(By Mark Gruenberg, PAI Staff Writer)
WASHINGTON (PAI) – By a 54-42 vote on April 30, the Senate tried to open debate on labor-backed legislation to raise the nation’s minimum wage to $10.10 per hour by 2016. But its Democratic sponsors needed 60 votes to start debate, and got six fewer than that, so the effort failed and the wage hike bill died, for now.
Forty-one Senate Republicans voted to block debate on the minimum wage hike, as did Majority Leader Harry Reid, D-Nev., who switched his vote at the last minute to be on the “winning” side and thus able to bring the minimum wage hike up again in coming months.
Other Senate Democrats, except absent Sen. Mark Pryor, D-Ark., voted to open debate, as did both independents, and Sen. Bob Corker, R-Tenn. Three Republicans were also absent. More than 20 states, tired of waiting for a dysfunctional Congress to act, have raised their own minimums. Minnesota, Maryland and Connecticut did so in the last two months.
Defeat did not faze sponsoring Senate Labor Committee Chairman Tom Harkin, D-Iowa. He has promised backers of the hike that he would bring it up a second time and a third if it failed. If it fails three times, he said early in April, he’ll bring it to the voters in November .
But it disappointed union leaders, and leaders of civil rights and women’s groups, whose members campaigned for the hike.
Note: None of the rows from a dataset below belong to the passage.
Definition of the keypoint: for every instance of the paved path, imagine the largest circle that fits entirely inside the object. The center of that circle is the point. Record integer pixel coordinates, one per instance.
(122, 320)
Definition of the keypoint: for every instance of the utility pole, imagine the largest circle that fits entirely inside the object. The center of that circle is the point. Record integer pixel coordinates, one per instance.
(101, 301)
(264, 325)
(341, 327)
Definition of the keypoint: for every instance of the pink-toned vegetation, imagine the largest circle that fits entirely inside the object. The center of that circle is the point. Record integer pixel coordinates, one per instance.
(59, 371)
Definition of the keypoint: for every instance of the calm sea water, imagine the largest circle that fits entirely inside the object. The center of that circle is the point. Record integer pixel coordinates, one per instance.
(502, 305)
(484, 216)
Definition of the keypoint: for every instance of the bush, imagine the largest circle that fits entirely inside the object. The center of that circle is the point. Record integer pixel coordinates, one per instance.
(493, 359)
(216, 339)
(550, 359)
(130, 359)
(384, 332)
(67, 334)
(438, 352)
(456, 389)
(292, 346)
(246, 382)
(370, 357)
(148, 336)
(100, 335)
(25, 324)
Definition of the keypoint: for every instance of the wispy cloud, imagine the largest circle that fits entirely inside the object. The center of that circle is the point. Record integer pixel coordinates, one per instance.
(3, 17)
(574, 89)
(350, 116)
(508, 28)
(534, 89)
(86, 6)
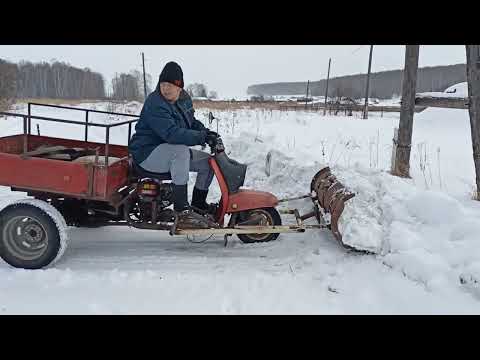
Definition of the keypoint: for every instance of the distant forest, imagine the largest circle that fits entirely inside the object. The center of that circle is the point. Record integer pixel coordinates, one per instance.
(383, 85)
(60, 80)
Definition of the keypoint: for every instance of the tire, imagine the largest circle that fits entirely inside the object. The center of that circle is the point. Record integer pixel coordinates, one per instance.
(272, 218)
(29, 237)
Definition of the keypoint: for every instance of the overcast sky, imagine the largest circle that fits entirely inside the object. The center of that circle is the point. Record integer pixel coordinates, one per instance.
(230, 69)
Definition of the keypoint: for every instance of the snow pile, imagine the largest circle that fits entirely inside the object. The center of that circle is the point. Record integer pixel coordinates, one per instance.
(460, 90)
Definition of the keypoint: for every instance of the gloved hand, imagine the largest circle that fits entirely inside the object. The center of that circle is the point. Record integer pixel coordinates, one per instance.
(211, 139)
(212, 133)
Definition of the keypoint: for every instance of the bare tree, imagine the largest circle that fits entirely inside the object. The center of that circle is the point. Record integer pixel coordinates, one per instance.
(8, 76)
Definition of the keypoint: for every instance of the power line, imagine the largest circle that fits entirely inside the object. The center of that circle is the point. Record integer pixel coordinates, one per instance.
(354, 51)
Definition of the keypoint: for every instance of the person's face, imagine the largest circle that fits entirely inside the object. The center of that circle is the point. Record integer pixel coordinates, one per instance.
(169, 91)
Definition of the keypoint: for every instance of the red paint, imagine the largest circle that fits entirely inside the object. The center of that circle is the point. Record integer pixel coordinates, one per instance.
(243, 199)
(57, 176)
(222, 209)
(250, 199)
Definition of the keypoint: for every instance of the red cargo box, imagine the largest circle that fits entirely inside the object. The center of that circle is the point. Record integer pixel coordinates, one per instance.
(69, 178)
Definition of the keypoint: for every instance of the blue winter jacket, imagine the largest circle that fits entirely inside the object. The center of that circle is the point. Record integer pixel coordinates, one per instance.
(162, 122)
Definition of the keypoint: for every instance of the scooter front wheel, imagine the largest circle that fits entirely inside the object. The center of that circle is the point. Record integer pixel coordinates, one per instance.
(267, 217)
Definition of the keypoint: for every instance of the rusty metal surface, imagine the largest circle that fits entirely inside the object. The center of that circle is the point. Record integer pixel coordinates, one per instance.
(331, 195)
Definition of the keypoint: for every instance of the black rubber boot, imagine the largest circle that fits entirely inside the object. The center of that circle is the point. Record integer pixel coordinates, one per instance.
(180, 197)
(187, 217)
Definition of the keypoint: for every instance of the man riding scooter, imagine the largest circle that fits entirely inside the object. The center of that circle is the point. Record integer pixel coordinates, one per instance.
(161, 144)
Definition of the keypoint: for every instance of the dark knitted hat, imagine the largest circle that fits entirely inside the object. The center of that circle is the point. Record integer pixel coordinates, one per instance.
(172, 73)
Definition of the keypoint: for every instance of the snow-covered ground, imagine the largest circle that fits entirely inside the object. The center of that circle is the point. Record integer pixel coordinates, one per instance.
(424, 230)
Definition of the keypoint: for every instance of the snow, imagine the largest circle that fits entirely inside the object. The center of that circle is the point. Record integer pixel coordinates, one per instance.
(454, 91)
(423, 230)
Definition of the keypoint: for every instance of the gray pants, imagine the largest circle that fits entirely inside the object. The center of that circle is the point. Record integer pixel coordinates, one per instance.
(176, 160)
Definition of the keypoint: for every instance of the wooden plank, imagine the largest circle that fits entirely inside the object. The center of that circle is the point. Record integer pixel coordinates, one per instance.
(441, 102)
(403, 146)
(473, 78)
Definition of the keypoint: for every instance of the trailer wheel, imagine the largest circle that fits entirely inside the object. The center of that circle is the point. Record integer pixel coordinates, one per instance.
(29, 237)
(270, 217)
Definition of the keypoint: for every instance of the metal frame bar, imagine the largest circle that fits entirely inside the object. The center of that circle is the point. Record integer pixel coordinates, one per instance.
(82, 109)
(28, 119)
(247, 229)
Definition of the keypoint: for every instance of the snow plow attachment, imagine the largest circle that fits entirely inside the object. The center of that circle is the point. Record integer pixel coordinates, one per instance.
(329, 197)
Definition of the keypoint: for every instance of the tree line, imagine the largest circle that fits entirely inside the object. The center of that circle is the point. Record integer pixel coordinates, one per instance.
(60, 80)
(383, 85)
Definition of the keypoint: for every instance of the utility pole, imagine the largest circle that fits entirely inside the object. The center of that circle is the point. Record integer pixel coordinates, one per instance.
(402, 146)
(326, 91)
(144, 77)
(473, 79)
(365, 111)
(306, 98)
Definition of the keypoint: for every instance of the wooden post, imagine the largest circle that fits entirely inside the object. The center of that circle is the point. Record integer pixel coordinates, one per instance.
(306, 98)
(326, 90)
(365, 110)
(403, 145)
(473, 79)
(144, 77)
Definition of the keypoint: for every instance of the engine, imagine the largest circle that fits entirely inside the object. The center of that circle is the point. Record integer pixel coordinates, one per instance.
(148, 209)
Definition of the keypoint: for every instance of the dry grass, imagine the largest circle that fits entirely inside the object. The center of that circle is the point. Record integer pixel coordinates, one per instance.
(235, 105)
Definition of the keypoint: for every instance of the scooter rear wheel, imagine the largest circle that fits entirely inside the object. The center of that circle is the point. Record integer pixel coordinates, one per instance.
(269, 216)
“Any political oligarch in America who thinks they won yesterday is delusional,” AFL-CIO President Richard Trumka declared. “Those celebrating the Senate’s vote are desperately clinging to greed, fooling themselves with an argument that is rapidly losing merit and muscle tone. Raising wages is here to stay.
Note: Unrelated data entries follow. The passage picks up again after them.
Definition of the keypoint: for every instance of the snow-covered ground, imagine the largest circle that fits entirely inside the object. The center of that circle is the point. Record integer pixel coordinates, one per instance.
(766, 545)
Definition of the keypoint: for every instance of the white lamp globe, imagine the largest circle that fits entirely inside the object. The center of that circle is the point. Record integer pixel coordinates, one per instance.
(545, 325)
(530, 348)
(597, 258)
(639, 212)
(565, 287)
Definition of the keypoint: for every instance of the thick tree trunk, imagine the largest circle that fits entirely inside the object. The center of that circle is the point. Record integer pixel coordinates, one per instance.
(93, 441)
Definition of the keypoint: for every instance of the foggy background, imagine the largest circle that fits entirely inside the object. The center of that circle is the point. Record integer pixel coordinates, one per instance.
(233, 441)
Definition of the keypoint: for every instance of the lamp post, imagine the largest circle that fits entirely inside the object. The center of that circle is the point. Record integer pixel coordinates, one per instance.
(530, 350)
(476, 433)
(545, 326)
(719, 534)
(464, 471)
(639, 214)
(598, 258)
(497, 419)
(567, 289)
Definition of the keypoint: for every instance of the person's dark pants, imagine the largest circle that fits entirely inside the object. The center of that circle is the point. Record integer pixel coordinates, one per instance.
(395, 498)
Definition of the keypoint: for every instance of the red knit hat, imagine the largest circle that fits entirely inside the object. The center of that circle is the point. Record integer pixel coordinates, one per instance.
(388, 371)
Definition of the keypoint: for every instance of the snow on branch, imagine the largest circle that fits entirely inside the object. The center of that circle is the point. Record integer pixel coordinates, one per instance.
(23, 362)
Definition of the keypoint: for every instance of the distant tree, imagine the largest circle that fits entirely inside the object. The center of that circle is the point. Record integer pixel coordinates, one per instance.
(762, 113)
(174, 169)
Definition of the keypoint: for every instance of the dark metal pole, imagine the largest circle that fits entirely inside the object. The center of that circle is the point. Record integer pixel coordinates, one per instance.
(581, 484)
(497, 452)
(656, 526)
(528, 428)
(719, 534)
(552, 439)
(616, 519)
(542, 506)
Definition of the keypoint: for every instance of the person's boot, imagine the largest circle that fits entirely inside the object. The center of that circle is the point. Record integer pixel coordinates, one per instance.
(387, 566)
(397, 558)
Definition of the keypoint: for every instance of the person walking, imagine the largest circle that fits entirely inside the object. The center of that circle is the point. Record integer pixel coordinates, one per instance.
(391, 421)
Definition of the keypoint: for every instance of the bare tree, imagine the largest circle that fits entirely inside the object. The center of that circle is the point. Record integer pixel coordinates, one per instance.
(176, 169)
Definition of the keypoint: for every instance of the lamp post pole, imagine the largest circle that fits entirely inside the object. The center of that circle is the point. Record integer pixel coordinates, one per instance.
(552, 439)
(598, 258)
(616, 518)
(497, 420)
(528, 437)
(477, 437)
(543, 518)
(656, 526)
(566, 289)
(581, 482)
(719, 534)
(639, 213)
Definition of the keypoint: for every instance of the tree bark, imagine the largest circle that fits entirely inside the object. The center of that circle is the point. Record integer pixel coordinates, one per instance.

“Workers are energized, eager, and smart. We deserve better pay, and our families and communities deserve better lives. Yesterday’s vote will only propel American workers, inspiring us to find fresh tactics, innovative strategies, and new avenues to raising wages.
“The Senate should take up the minimum wage increase again and again, if necessary.”
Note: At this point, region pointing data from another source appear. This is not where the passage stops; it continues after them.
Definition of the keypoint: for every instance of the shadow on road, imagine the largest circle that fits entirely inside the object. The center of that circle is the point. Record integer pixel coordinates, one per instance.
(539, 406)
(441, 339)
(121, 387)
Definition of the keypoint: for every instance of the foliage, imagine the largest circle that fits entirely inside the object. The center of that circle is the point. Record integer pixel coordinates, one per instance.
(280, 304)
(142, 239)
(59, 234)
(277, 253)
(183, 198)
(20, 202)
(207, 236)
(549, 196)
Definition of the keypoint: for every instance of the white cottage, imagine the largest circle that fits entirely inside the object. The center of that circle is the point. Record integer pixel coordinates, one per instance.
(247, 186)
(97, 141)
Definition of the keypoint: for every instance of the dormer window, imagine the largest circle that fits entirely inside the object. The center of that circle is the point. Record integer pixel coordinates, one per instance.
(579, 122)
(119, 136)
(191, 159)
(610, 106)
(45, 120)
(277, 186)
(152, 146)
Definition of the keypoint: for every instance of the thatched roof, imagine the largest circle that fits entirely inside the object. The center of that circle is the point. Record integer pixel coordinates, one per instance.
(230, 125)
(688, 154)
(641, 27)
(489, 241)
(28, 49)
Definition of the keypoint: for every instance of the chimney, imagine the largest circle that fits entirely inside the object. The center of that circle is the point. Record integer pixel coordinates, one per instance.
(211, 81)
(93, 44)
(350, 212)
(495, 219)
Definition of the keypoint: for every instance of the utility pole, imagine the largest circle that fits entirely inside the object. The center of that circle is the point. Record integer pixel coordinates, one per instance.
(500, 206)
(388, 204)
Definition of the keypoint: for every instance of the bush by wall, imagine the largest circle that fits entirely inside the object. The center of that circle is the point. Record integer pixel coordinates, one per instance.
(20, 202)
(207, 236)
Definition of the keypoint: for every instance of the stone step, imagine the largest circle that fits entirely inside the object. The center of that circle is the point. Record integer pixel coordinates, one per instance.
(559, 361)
The measure would have raised the wages of millions of workers, most of them working women and many of them single mothers. The minimum wage would have risen in three 95-cents-per-hour steps and it then would have been indexed to inflation. It’s now $7.25 hourly.
The bill also would have raised the wage for tipped workers, now $2.13 an hour, in stages to 70% of the regular minimum wage. The tipped workers’ minimum hasn’t risen since 1991 and the regular minimum was last raised almost a decade ago.